In some embodiments, formulas (I), (Ia)-(Ic), (IIa), (IIb), (IIIa)-(IIIg), (IVa)-(IVc), (V), (Va ), or (VI) (e.g., (VIa)) in an amount of about 25 mg to about 400 mg per dose (e.g., an amount recited, or a pharmaceutically acceptable salt thereof) during the treatment period. , e.g., an equivalent amount of a choline salt) during the treatment period, e.g. 41 mg, 42 mg, 43 mg, 44 mg, 45 mg, 46 mg, 47 mg, 48 mg, 49 mg, 50 mg, 51 mg, 52 mg, 53 mg, 54 mg, 55 mg, 56 mg, 57 mg, 58 mg, 59 mg, 60 mg, 61 mg, 62 mg, 63 mg, 64 mg, 65 mg, 66 mg, 67 mg, 68 mg, 69 mg, 70 mg, 71 mg, 72 mg, 73 mg, 74 mg, 75 mg, 76 mg, 77 mg, 78 mg, 79 mg, 80 mg, 81 mg, 82 mg, 83 mg, 84 mg, 85 mg, 86 mg, 87 mg, 88 mg, 89 mg, 90 mg, 91 mg 92 mg 93 mg 94 mg 95 mg 96 mg 97 mg 98 mg 99 mg 100 mg 101 mg 102 mg 103 mg 104 mg 105 mg 106 mg 107 mg 108 mg 109 mg 110 mg 111 mg 112 mg 113 mg 114 mg 115 mg, 116 mg, 117 mg, 118 mg, 119 mg, 120 mg, 121 mg, 122 mg, 123 mg, 124 mg, 125 mg, 126 mg, 127 mg, 128 mg, 129 mg, 130 mg, 131 mg, 132 mg, 133 mg, 134 mg, 135 mg, 136 mg, 137 mg, 138 mg, 139 mg, 140 mg, 141 mg 142 mg 143 mg 144 mg 145 mg 146 mg 147 mg 148 mg 149 mg 150 mg 151 mg 152 mg 153 mg 154 mg 155 mg 156 mg 157 mg 158 mg 159 mg 160 mg 161 mg 162 mg 163 mg 164 mg 165 mg, 166mg, 167mg, 168mg, 169mg, 170mg, 171mg, 172mg, 173mg . 201 mg . . . , 299mg, 300mg, 301mg, 302mg, 303mg, 304mg, 305mg, 306mg, 307mg, 308mg, 309mg, 310mg, 311mg, 312mg, 313mg, 314mg, 315mg, 316mg, 317mg, 318mg, 319mg, 320mg, 321mg, 322mg, 323mg , 324mg, 325mg, 326mg, 327mg, 328mg, 329mg, 330mg, 331mg, 332mg, 333mg, 334mg, 335mg, 336mg, 337mg, 338mg, 339mg, 340mg mg 341 mg 342 mg 343 mg 344 mg 345 mg 346 mg 347 mg 348 mg 349 mg 350 mg 351 mg 352 mg 353 mg 354 mg 355 mg 356 mg 357 mg 358 mg 359 mg 360 mg 361 mg 362 mg 363 mg 364 mg, 365mg,366mg,367mg,368mg,369mg,370mg,371mg,372mg,373mg,374mg,375mg,376mg,377mg,378mg,379mg,380mg,381mg,382mg,383mg,384mg,385mg,386mg,387mg,388mg,389mg, Formula (I), (Ia)-(Ic), (IIa), (IIb), (IIIa) in an amount of 390 mg, 391 mg, 392 mg, 393 mg, 394 mg, 395 mg, 396 mg, 397 mg, 398 mg, 399 mg, or 400 mg A compound of any one of (IIIg), (IVa)-(IVc), (V), (Va), or (VI) (e.g., in recited amounts, or a pharmaceutically acceptable salt, e.g., equivalent amount of choline salt) is administered to the patient.

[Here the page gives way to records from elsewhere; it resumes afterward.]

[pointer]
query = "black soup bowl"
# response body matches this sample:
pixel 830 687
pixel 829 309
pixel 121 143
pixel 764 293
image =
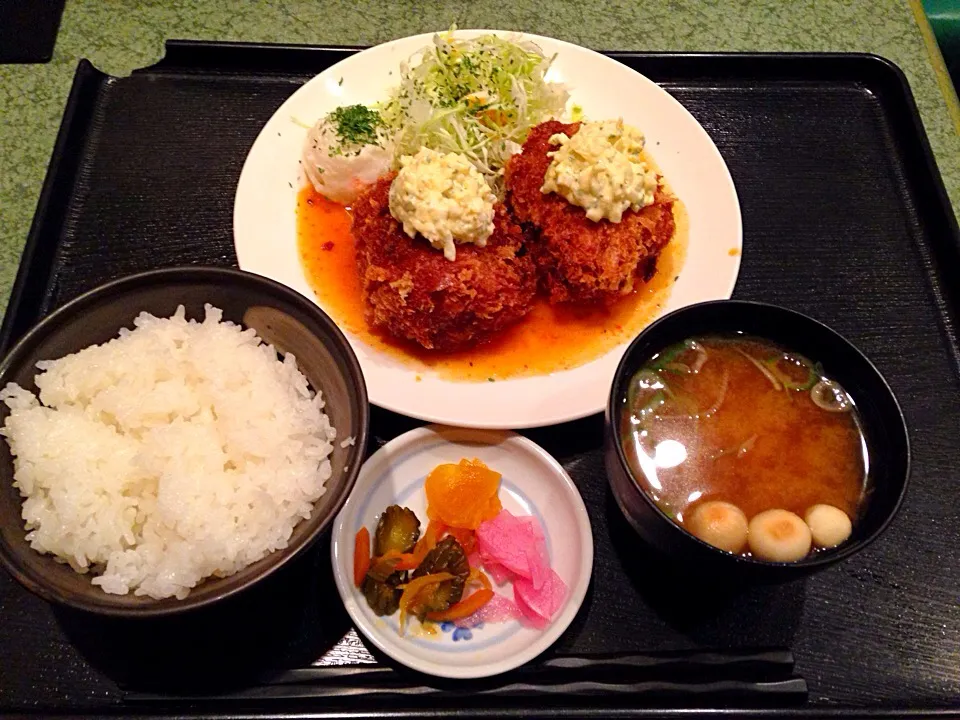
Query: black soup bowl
pixel 281 317
pixel 888 448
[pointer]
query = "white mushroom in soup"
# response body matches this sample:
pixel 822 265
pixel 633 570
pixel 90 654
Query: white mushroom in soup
pixel 720 524
pixel 829 525
pixel 779 536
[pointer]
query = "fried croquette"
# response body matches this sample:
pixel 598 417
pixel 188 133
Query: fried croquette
pixel 580 260
pixel 413 292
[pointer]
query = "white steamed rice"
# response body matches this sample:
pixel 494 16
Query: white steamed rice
pixel 177 451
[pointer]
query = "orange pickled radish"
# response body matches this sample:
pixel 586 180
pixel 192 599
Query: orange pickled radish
pixel 463 495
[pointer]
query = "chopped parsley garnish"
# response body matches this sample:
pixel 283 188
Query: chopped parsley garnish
pixel 356 125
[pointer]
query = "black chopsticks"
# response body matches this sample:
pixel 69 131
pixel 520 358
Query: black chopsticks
pixel 743 677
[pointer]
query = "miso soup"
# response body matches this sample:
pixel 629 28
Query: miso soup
pixel 747 445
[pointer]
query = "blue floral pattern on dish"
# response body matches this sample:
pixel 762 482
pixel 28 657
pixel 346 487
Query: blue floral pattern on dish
pixel 458 632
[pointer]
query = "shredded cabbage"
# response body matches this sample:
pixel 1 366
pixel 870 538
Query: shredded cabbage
pixel 478 97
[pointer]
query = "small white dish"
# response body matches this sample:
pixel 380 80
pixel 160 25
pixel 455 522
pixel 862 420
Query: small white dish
pixel 265 225
pixel 532 483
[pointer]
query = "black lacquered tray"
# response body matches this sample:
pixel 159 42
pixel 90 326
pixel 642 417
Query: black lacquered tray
pixel 845 218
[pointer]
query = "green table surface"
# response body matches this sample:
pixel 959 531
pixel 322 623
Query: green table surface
pixel 118 36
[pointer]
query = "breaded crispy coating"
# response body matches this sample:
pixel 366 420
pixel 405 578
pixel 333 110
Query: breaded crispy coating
pixel 579 260
pixel 413 292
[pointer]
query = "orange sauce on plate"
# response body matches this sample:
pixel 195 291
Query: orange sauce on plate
pixel 549 339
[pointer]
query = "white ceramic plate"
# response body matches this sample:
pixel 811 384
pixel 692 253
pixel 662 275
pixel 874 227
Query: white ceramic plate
pixel 264 224
pixel 532 483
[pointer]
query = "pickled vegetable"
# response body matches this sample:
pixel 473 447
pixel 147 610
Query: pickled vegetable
pixel 361 556
pixel 446 557
pixel 398 529
pixel 462 495
pixel 383 596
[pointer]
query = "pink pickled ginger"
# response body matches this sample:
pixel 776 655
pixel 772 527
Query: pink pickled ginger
pixel 517 544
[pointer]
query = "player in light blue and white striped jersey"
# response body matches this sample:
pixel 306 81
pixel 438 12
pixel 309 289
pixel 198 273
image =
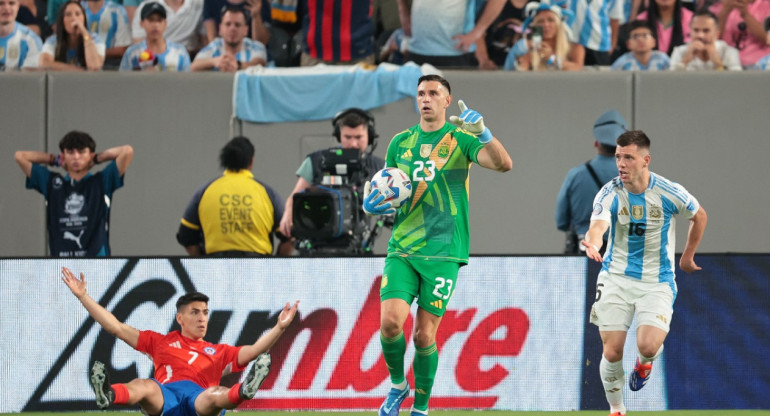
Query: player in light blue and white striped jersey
pixel 637 276
pixel 110 21
pixel 19 46
pixel 232 50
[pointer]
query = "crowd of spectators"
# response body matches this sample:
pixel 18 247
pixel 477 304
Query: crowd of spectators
pixel 520 35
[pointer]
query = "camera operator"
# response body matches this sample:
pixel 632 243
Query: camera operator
pixel 353 129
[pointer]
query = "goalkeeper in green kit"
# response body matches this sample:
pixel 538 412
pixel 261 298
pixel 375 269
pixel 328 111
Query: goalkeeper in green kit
pixel 430 236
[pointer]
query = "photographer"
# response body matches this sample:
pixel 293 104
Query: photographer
pixel 353 129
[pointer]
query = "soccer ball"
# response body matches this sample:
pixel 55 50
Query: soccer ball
pixel 393 184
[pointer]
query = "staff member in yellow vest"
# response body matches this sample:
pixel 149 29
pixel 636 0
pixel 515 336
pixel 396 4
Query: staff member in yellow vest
pixel 235 214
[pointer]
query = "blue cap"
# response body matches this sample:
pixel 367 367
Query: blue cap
pixel 608 127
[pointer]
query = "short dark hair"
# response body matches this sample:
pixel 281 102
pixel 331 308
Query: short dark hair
pixel 77 140
pixel 189 298
pixel 636 137
pixel 705 12
pixel 237 154
pixel 234 9
pixel 638 24
pixel 437 78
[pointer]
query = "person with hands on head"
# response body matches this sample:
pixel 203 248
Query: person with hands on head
pixel 430 241
pixel 78 203
pixel 637 275
pixel 188 369
pixel 72 47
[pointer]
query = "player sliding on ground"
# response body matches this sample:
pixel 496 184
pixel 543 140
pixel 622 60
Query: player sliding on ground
pixel 187 368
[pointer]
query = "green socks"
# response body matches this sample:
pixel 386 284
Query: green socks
pixel 393 349
pixel 425 365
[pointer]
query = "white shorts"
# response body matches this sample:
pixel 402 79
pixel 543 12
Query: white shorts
pixel 618 298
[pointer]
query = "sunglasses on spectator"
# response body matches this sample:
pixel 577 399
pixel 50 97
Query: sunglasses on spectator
pixel 637 36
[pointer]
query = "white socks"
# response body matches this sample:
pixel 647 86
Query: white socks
pixel 613 380
pixel 645 360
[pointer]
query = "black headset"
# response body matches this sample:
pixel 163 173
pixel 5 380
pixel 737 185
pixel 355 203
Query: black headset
pixel 363 113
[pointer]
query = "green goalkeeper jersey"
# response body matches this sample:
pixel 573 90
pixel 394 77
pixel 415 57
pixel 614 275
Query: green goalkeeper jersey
pixel 433 222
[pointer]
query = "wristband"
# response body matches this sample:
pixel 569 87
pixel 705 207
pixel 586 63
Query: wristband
pixel 485 136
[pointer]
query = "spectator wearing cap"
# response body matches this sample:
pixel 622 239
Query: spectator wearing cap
pixel 232 50
pixel 155 53
pixel 641 55
pixel 575 199
pixel 184 24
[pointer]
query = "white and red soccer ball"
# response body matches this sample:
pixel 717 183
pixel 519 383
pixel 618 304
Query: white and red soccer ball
pixel 393 184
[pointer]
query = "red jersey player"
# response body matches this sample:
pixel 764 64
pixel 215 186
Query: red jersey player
pixel 187 368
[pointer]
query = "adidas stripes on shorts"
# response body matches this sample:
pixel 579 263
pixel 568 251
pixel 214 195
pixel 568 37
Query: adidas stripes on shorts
pixel 432 282
pixel 619 298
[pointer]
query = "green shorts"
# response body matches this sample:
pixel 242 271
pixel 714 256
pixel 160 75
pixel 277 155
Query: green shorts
pixel 431 282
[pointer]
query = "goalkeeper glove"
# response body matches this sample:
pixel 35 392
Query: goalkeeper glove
pixel 473 122
pixel 373 204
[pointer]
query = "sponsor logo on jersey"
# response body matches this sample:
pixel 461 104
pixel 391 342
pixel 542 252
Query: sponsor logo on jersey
pixel 443 151
pixel 74 203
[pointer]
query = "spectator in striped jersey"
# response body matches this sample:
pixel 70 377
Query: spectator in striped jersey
pixel 641 56
pixel 19 46
pixel 232 50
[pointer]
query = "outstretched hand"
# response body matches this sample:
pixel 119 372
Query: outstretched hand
pixel 688 265
pixel 592 252
pixel 473 122
pixel 373 202
pixel 287 314
pixel 77 286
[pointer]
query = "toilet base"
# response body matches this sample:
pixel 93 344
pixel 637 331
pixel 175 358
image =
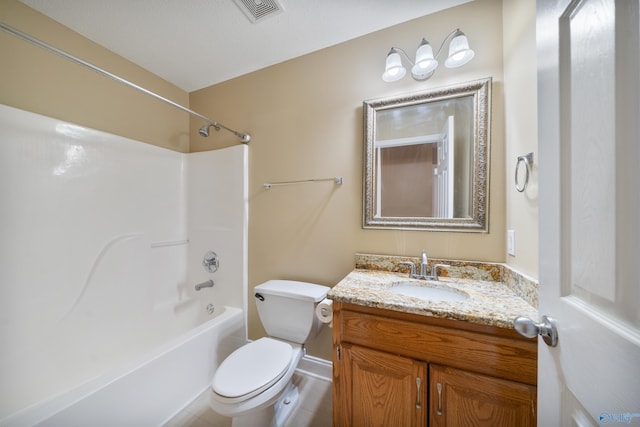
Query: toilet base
pixel 273 415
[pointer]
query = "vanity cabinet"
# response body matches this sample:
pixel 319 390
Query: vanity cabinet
pixel 400 369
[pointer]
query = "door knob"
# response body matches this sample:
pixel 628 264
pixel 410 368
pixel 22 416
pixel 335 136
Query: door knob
pixel 547 329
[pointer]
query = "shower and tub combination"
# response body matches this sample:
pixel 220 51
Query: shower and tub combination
pixel 107 316
pixel 103 244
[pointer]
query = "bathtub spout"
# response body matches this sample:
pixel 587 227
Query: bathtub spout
pixel 207 284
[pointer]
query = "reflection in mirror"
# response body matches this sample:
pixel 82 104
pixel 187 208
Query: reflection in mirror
pixel 426 159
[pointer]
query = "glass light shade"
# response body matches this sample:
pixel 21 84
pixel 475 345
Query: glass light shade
pixel 459 51
pixel 425 62
pixel 393 70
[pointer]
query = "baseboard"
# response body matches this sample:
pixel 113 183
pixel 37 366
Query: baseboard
pixel 316 367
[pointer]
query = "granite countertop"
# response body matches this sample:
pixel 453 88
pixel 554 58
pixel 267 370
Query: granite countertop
pixel 489 303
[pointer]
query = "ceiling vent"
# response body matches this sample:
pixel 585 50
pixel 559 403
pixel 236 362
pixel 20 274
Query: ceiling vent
pixel 258 10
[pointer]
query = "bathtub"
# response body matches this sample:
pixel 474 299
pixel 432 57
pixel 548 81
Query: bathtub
pixel 150 391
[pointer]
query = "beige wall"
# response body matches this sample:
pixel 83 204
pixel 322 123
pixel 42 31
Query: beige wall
pixel 521 132
pixel 35 80
pixel 305 117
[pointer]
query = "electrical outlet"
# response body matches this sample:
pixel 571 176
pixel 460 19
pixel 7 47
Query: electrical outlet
pixel 511 242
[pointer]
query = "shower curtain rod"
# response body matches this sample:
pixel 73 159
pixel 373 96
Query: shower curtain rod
pixel 244 137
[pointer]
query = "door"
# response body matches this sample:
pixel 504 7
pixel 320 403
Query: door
pixel 444 173
pixel 589 141
pixel 462 398
pixel 382 389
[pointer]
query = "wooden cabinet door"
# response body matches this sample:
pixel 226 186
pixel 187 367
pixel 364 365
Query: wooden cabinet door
pixel 460 398
pixel 381 389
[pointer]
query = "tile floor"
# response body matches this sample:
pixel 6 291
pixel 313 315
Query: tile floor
pixel 313 410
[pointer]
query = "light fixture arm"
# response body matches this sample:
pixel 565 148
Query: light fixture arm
pixel 449 37
pixel 398 49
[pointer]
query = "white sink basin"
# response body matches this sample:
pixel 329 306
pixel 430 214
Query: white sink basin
pixel 429 293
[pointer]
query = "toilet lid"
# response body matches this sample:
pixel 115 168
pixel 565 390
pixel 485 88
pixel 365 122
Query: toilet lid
pixel 252 368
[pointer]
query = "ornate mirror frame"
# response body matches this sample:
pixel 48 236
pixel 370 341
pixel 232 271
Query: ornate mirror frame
pixel 480 91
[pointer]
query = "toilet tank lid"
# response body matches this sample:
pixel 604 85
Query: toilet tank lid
pixel 293 289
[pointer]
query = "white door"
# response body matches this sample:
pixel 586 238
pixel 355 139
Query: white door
pixel 589 141
pixel 444 172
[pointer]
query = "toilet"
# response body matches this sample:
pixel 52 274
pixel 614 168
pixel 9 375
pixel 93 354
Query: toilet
pixel 253 385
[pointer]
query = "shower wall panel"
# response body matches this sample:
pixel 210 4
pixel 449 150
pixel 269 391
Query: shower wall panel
pixel 95 259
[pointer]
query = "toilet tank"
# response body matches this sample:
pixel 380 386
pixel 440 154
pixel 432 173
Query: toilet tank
pixel 287 309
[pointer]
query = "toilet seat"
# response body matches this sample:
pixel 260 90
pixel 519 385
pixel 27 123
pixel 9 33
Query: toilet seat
pixel 251 369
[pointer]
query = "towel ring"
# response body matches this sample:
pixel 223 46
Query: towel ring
pixel 527 159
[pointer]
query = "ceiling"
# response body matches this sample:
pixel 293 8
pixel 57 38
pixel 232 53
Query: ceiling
pixel 197 43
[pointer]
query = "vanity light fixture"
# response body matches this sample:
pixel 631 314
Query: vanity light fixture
pixel 426 63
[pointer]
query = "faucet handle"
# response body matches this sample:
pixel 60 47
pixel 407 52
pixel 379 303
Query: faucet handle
pixel 411 265
pixel 434 270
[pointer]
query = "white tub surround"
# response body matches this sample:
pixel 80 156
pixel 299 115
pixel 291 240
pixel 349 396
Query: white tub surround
pixel 102 244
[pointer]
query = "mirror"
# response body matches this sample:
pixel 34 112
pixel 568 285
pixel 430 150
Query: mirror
pixel 427 159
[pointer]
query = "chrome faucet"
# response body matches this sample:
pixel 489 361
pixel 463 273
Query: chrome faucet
pixel 424 265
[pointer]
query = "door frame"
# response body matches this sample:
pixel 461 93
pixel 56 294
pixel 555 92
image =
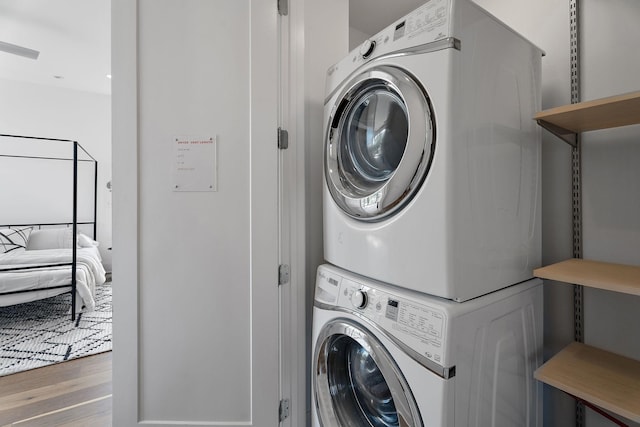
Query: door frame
pixel 126 405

In some embodiments, formulas (I), (Ia)-(Ic), (IIa), (IIb), (IIIa)-(IIIg), (IVa)-(IVc), (V), (Va ), or (VI) (e.g., (VIa)) in an amount of about 35 mg to about 65 mg per dose (e.g., an amount recited, or a pharmaceutically acceptable salt thereof) during the treatment period. , e.g. equivalent amounts of choline salts), e.g. 50 mg, 51 mg, 52 mg, 53 mg, 54 mg, 55 mg, 56 mg, 57 mg, 58 mg, 59 mg, 60 mg, 61 mg, 62 mg, 63 mg, 64 mg, or 65 mg (e.g., an amount recited, or a pharmaceutically acceptable salt , for example, an equivalent amount of choline salt) is administered to the patient. In some embodiments, formulas (I), (Ia)-(Ic), (IIa), (IIb), (IIIa)-(IIIg), (IVa)-(IVc), (V), (Va ), or (VI) (e.g., (VIa)) in an amount of about 50 mg per dose (e.g., an amount recited, or a pharmaceutically acceptable salt, e.g., equivalent amount of choline salt) is administered to the patient.

In some embodiments, formulas (I), (Ia)-(Ic), (IIa), (IIb), (IIIa)-(IIIg), (IVa)-(IVc), (V), (Va ), or (VI) (e.g., (VIa)) in an amount of about 60 mg to about 90 mg per dose (e.g., an amount recited, or a pharmaceutically acceptable salt) during the treatment period. , e.g. equivalent amounts of choline salts), e.g. 75 mg, 76 mg, 77 mg, 78 mg, 79 mg, 80 mg, 81 mg, 82 mg, 83 mg, 84 mg, 85 mg, 86 mg, 87 mg, 88 mg, 89 mg, or 90 mg (e.g., an amount recited, or a pharmaceutically acceptable salt , for example, an equivalent amount of choline salt) is administered to the patient. In some embodiments, formulas (I), (Ia)-(Ic), (IIa), (IIb), (IIIa)-(IIIg), (IVa)-(IVc), (V), (Va ), or (VI) (e.g., (VIa)) in an amount of about 75 mg per dose (e.g., an amount recited, or a pharmaceutically acceptable salt, e.g., equivalent amount of choline salt) is administered to the patient.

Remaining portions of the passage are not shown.